Il periodo che va da novembre all’epifania per me è il più bello, nonostante io soffra terribilmente il freddo. E mi piace non per il clima, ma perché escono in sala (o su piattaforma) tutti quei film zuccherosi che mi piacciono tantissimo.
Zuccherosi non in riferimento alla “quantità di miele” presente nella storia d’amore a lieto fine, ma zuccherosi perché sono pieni di dolci, di luci, di colori, di folletti, di sentimenti semplici tutti da riscoprire, dove gli occhi sbrilluccicano dall’inizio alla fine del film. E non per forza deve essere presente fra i protagonisti un Babbo Natale o una Fata Madrina o vecchi arcigni a cui fare riscoprire il calore del cuore.
Ma, sempre più spesso, mi rendo conto che quei bei film di Natale di una volta (si sono anziana, lo so!) non li realizza più nessuno. Perché?
Ieri sera ennesima delusione cinematografica: accedo alla piattaforma Disney+ e faccio partire il film “Home sweet home alone – Mamma, ho perso l’aereo“. Avevo grandissime aspettative su questo film perché il trailer era davvero ben fatto, prometteva un sacco di fuochi d’artificio, insomma non vedevo l’ora. Credo che determinate trame di successo non debbano necessariamente essere riproposte in chiave moderna, non lo impone nessuno anche perché dopo la visione del film ti rendi conto che le scene migliori erano davvero quelle presenti nel trailer, il ché è già tutto dire!
La narrazione parte in sordina, con una lentezza da orticaria e con dei pretesti in apparenza così scollegati che la recitazione fin troppo esasperata da parte di alcuni non ti coinvolge subito, anzi stenti quasi a crederci. Ma voglio dare all’opera ancora la possibilità di stupirmi, così aspetto: prima o poi si smuoverà qualcosa, no?… No!

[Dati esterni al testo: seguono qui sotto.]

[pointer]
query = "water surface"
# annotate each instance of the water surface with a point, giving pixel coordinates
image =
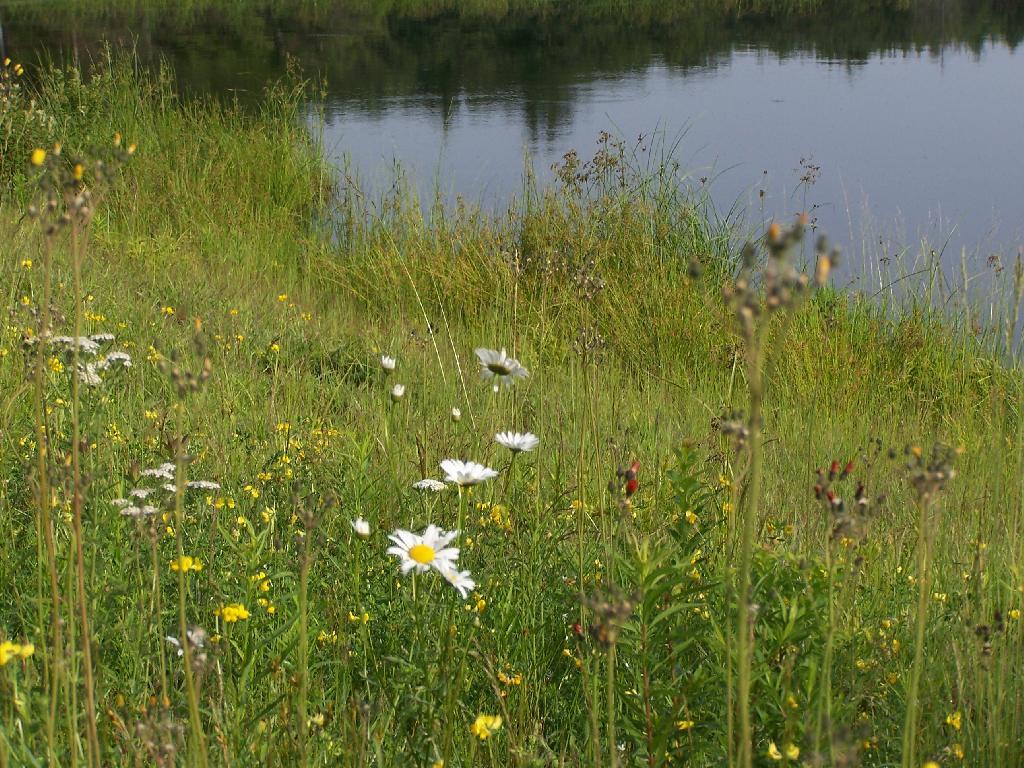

È tutto più o meno “lineare”, prevedibile, tutti gli attori -bimbi compresi- sono davvero irritanti, a tratti antipatici e con quel modo di porsi che fa tanto clinica psichiatrica. Poi quel finale, dove per forza si è voluto inserire il lieto fine per rispettare le più grandi e classiche tradizioni che sembrava esser stato incollato con la forza, come se l’essere felici tutti assieme lo avesse prescritto il dottore.
Dov’è il Natale? Quel bel Natale cinematografico dove una bimba sdentata fa di tutto per prendersi cura di suo padre; dove sono quei film dove gli adulti non capiscono mai niente fanno un sacco di casini ma poi tornano, perché hanno dato la loro parola; dov’è il Natale dove un qualcosa viene nascosto in un libro fa giri immensi e poi ritorna al punto di partenza in quella commedia degli equivoci che è la vita e poi si mette a nevicare? Perché sì, nei film di Natale al clou delle emozioni deve nevicare (per darti quel tocco di “colpo di grazia” necessario)… e invece la neve ieri sera era statica, ferma, inanimata.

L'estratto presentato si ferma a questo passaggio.